After 10 straight quarters of relative high vulnerability, the Canadian residential real estate segment has moved to more robust conditions amid slower price growth, according to the latest Housing Market Assessment by the Canada Mortgage and Housing Corporation.
Covering 15 major census metropolitan areas (CMAs) nationwide, the report found that compared to the end of February, “the state of the national housing market has improved to moderate vulnerability” as of this month.
In addition, “even though moderate evidence of overvaluation continues for Canada as a whole, there has been improved alignment overall between house prices and housing market fundamentals in 2018 in comparison to the previous year,” CMHC chief economist Bob Dugan stated.
Steady moderate levels of vulnerability in Calgary, Edmonton, Regina, Saskatoon, and Winnipeg helped buoy the national market’s prospects, although there is still evidence of overbuilding in these markets.
“In Edmonton, where the rental market is tightening, the imbalance between supply and demand in the ownership market is widening.
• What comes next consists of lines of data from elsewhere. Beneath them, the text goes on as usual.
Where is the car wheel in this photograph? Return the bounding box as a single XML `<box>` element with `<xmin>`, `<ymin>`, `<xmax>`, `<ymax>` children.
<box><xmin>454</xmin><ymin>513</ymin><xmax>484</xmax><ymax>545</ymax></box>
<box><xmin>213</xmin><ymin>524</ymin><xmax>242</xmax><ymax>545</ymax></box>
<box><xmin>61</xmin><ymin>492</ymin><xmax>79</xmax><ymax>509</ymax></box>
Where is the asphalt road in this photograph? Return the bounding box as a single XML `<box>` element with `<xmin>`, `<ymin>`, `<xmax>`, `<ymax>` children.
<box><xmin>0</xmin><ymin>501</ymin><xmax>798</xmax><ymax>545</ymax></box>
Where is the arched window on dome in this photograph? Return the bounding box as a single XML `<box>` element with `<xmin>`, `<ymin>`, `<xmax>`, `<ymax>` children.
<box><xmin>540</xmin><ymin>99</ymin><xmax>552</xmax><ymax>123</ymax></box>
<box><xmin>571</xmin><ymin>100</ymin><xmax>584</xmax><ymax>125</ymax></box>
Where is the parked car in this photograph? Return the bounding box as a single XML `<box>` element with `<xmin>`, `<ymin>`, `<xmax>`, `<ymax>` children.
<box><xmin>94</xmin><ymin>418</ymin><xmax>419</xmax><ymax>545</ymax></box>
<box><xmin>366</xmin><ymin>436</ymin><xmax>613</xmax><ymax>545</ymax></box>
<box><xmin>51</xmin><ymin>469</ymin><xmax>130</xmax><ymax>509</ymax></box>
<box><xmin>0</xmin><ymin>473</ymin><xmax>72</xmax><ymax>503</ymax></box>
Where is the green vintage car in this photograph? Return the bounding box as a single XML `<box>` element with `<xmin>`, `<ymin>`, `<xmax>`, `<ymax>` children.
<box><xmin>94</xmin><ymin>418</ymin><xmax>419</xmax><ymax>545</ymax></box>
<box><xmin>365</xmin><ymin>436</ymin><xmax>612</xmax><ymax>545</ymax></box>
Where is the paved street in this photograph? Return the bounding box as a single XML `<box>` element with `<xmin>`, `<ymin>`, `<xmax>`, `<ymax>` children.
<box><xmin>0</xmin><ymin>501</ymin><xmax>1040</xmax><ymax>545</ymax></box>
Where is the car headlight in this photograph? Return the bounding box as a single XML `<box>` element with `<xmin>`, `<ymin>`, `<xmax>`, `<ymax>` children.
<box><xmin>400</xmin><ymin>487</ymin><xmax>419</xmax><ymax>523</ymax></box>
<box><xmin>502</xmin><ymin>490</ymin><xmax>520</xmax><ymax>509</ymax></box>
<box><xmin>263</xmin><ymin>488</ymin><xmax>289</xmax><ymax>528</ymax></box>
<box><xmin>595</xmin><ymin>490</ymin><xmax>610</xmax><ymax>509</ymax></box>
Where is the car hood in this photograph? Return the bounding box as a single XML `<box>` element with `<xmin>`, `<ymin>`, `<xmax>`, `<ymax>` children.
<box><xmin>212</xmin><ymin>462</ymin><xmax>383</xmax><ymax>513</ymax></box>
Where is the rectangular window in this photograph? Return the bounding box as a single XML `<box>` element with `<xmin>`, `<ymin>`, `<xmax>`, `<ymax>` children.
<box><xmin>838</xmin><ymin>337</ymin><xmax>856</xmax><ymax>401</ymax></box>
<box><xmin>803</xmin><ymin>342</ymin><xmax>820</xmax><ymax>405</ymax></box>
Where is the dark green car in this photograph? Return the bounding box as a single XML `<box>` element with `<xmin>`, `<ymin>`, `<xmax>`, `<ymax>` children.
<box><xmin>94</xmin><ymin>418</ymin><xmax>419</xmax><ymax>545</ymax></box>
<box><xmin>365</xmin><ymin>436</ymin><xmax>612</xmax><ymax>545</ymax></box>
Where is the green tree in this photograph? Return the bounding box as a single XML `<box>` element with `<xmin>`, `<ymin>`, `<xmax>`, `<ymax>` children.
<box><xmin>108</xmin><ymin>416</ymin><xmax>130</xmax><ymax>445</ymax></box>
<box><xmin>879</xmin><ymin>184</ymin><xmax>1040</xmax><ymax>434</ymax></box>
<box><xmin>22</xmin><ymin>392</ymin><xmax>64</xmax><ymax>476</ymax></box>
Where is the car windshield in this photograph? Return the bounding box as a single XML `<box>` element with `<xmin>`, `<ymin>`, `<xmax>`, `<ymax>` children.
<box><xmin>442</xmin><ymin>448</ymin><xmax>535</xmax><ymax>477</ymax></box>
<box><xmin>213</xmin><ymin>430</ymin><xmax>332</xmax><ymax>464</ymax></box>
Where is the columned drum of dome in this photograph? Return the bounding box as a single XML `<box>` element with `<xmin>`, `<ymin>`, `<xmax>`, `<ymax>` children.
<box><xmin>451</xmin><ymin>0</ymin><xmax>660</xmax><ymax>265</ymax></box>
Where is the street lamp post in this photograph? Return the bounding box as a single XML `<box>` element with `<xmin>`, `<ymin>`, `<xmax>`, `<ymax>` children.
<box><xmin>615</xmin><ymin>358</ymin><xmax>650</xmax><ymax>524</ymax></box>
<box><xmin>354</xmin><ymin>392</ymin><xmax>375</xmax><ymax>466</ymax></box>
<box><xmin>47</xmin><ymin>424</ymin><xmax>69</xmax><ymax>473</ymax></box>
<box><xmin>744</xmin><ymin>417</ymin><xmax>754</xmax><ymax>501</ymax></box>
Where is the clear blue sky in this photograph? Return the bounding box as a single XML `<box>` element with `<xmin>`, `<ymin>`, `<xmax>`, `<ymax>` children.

As of February 2019, 61% of the total single- and semi-detached inventory in Alberta’s seven largest markets combined were in Edmonton,” the assessment explained.
Meanwhile, high vulnerability remains in Vancouver, Victoria, Toronto, and Hamilton, although these markets are moving “closer to levels supported by housing market fundamentals such as population, personal disposable income and interest rates.”
In particular, the triggers for overheating in Vancouver have weakened. “Home price growth over the past few years significantly outpaced income growth; these imbalances are now unwinding based on continued growth in economic fundamentals and lower resale home prices.”
Similarly, conditions of overvaluation in Toronto are easing. “Market activity continued to cool during the first quarter of 2019, with the sales-to-new listings ratio remaining firmly in balanced market territory and the MLS® average price continuing to decrease.”